Recent developments in generative modeling and natural language processing make photo-realistic image creation and manipulation straightforward, using tools like DALL’E 2 and Stable Diffusion. Though this progress in generative AI is exciting, it raises fresh worries about eroding trust in photo-realistic visuals.
Forensics, or unobtrusive techniques for identifying computer-generated or modified photographs, is a good starting point. However, existing watermarking techniques can be superimposed atop the image creation process. They work on the principle that an invisible secret message can be embedded in the image and afterward utilized to verify its authenticity. There are a few problems with this:
- Post-generation watermarking is simple to delete in case of a model leak or open-sourcing.
- The watermark can be removed from Stable Diffusion, another open-source project, by simply commenting out a single line of code.
Recent research by Meta AI, Centre Inria de l’Universite de Rennes’, and Sorbonne University Signature technique seamlessly incorporates watermarking into the generation process without altering the underlying architecture. The pre-trained generative model is modified to ensure all generated images successfully mask the specified watermark.
This method offers many advantages:
- The generator and its outputs are both safeguarded.
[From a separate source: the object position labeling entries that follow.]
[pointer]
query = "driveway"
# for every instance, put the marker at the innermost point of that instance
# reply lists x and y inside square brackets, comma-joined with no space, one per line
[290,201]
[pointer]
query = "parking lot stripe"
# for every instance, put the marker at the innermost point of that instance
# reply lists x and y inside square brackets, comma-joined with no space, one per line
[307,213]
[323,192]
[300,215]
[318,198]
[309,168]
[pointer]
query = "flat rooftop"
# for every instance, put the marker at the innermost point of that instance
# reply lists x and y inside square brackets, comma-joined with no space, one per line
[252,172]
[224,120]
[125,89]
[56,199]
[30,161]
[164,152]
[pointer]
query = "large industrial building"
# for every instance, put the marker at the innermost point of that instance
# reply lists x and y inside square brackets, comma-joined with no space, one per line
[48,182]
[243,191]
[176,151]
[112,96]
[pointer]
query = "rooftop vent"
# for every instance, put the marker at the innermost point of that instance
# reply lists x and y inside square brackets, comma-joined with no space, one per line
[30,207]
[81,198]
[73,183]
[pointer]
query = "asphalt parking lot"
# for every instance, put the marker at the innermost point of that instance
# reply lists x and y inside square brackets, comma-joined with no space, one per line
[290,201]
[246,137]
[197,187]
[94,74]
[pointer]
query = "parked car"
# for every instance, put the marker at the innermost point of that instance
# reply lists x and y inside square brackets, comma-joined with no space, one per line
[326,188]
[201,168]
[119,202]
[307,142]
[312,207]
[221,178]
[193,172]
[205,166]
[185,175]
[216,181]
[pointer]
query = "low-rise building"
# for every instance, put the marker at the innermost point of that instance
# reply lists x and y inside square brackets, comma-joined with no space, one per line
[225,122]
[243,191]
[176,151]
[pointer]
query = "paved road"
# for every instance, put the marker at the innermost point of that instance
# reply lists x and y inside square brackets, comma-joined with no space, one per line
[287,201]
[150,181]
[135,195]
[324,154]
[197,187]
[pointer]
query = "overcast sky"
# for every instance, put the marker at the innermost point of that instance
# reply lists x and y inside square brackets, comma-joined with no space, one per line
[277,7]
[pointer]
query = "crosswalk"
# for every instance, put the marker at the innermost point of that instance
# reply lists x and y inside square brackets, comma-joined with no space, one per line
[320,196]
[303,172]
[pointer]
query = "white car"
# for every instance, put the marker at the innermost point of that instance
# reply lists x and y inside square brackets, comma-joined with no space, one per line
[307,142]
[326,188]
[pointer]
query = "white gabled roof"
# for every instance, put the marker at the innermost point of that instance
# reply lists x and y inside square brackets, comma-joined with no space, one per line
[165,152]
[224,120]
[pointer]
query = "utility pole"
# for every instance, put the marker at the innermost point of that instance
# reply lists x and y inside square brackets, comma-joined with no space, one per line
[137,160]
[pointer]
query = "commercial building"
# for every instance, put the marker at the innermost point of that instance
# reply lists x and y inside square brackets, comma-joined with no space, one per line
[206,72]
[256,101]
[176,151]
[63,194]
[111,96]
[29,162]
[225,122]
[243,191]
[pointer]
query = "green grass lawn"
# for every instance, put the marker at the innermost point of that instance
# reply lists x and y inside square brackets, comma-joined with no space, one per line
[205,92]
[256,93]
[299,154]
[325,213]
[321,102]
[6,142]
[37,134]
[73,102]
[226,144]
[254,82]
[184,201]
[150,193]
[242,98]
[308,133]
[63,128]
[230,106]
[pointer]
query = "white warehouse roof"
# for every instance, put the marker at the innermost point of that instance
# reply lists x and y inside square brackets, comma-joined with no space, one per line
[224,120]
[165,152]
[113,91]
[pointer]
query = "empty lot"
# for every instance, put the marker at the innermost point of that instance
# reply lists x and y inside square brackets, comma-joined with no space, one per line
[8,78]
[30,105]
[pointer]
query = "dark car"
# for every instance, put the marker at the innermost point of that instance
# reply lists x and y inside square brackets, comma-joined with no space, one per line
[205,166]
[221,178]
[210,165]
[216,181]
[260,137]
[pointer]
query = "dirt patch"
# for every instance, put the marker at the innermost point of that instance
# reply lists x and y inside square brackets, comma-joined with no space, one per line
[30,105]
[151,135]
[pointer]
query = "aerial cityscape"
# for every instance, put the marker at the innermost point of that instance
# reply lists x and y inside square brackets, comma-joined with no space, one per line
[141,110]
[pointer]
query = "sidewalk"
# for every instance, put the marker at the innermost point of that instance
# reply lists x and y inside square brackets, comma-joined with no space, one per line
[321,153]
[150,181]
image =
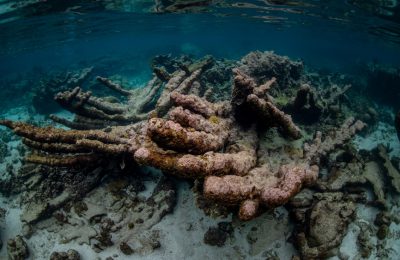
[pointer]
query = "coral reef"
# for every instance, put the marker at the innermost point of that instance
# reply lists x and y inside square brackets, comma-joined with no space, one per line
[397,124]
[17,248]
[382,82]
[263,66]
[189,136]
[321,225]
[227,126]
[43,94]
[69,255]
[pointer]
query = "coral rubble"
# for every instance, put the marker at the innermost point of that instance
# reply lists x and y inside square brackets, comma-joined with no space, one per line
[397,124]
[240,143]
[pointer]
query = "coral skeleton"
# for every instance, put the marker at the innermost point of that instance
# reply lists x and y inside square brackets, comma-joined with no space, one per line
[169,125]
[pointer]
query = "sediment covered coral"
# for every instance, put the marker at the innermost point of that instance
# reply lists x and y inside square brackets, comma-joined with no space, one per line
[189,136]
[325,225]
[17,248]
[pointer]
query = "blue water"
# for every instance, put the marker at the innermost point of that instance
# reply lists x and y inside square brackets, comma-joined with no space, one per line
[60,39]
[39,39]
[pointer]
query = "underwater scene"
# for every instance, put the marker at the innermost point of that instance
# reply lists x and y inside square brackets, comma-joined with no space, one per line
[199,129]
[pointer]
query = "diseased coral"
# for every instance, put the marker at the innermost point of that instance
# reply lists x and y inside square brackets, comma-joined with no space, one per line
[249,99]
[311,104]
[390,170]
[323,232]
[170,125]
[69,255]
[17,248]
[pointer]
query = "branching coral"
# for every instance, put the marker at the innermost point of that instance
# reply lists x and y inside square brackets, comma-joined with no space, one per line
[186,135]
[310,104]
[248,99]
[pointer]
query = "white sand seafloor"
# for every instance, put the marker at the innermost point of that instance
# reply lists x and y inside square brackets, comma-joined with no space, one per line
[182,232]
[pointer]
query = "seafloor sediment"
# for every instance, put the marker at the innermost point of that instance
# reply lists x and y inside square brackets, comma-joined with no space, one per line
[262,157]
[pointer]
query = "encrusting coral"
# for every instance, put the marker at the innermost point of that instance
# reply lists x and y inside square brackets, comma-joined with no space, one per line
[169,124]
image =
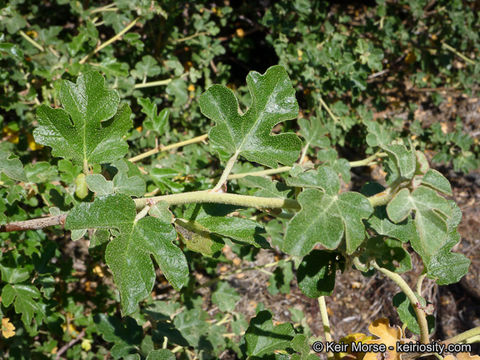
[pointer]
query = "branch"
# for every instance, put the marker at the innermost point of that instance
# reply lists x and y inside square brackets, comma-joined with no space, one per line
[34,224]
[168,147]
[402,284]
It also makes the watermarking computationally lighter, simpler, and more secure because no extra processing of the created image is needed.
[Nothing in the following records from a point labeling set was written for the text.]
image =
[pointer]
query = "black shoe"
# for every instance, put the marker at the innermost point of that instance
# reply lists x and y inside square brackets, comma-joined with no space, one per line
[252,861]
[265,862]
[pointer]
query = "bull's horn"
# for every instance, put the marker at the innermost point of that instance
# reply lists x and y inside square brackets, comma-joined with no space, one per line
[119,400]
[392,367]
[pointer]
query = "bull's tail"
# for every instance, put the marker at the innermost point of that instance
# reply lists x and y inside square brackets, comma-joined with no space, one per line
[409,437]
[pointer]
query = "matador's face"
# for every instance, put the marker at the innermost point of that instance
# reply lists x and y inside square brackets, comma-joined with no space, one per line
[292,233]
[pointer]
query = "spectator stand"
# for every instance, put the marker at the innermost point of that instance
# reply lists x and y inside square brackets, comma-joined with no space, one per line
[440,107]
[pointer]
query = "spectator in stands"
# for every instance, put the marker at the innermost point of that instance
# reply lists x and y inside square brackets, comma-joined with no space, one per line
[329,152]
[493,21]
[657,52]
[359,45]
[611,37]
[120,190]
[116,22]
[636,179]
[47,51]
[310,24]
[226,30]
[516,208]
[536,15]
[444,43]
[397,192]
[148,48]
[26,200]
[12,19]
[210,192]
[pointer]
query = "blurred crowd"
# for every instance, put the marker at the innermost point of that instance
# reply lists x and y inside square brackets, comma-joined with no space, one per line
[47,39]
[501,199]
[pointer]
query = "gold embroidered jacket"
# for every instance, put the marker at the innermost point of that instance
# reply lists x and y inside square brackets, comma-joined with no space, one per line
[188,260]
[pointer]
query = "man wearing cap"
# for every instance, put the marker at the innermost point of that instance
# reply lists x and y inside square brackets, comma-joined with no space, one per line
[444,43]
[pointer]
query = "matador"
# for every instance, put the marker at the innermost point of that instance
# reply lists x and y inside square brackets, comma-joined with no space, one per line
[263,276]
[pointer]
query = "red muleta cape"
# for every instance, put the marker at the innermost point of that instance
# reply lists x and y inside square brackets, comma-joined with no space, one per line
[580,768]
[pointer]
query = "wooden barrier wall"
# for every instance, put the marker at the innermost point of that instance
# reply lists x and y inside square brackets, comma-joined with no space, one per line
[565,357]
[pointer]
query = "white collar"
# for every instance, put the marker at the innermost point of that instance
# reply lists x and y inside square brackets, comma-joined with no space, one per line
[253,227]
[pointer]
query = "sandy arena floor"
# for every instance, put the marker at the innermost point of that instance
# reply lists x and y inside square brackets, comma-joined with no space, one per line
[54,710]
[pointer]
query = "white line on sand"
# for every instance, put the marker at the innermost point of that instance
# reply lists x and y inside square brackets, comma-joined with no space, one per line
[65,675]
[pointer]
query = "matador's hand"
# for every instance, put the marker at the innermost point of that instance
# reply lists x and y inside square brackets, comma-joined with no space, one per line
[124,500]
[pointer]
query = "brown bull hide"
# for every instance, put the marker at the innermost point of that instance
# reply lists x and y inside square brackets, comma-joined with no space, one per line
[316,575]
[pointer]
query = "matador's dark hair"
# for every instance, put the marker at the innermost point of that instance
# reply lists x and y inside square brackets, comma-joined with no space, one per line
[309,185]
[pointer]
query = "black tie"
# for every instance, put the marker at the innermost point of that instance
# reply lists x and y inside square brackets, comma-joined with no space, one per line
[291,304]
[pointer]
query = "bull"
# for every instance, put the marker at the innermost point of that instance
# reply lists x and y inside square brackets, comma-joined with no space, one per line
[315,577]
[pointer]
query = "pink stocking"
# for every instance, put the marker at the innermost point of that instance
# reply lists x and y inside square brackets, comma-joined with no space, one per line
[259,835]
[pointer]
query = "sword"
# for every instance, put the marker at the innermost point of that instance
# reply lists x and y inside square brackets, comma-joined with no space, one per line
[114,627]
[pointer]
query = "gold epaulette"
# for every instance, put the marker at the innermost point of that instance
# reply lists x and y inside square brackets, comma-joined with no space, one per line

- Model providers may distribute their models to several user groups, each with a different watermark, and check to see if they are being used ethically.
- Further, its AI might be used by media organizations to identify when an image has been computer-generated.
Because of their versatility, the team used Latent Diffusion Models (LDM). This study demonstrates that natively embedding a watermark into all generated images is possible with just a little bit of generative model fine-tuning. Stable Signature does not alter the diffusion process or call for changes to the underlying architecture. Therefore, it works with many different kinds of LDM-based generation techniques. The fine-tuning process involves re-training the LDM decoder using the watermark extractor’s perceptual image loss and the hidden message loss. To prepare the extractor for its work, they use a streamlined version of the deep watermarking technique HiDDeN for pre-training.
The researchers also built a realistic testbed for assessing picture editing applications. AI image detection and model lineage tracking are among the tasks at hand. For instance, even when images generated by the model are cropped to 10% of their original size, the researchers could still detect 90% with only one false positive in every 106 photographs. They demonstrate that the FID score of the generation is unaffected and that the generated images are perceptually identical to the ones produced by the original model across a variety of LDM-related tasks (text-to-image, inpainting, edition, etc.), thereby ensuring the model’s continued utility.
Through this work, the researchers demonstrate the advantages of watermarking over passive detection techniques. They hope to inspire other researchers and professionals to take similar measures before releasing their models to the public.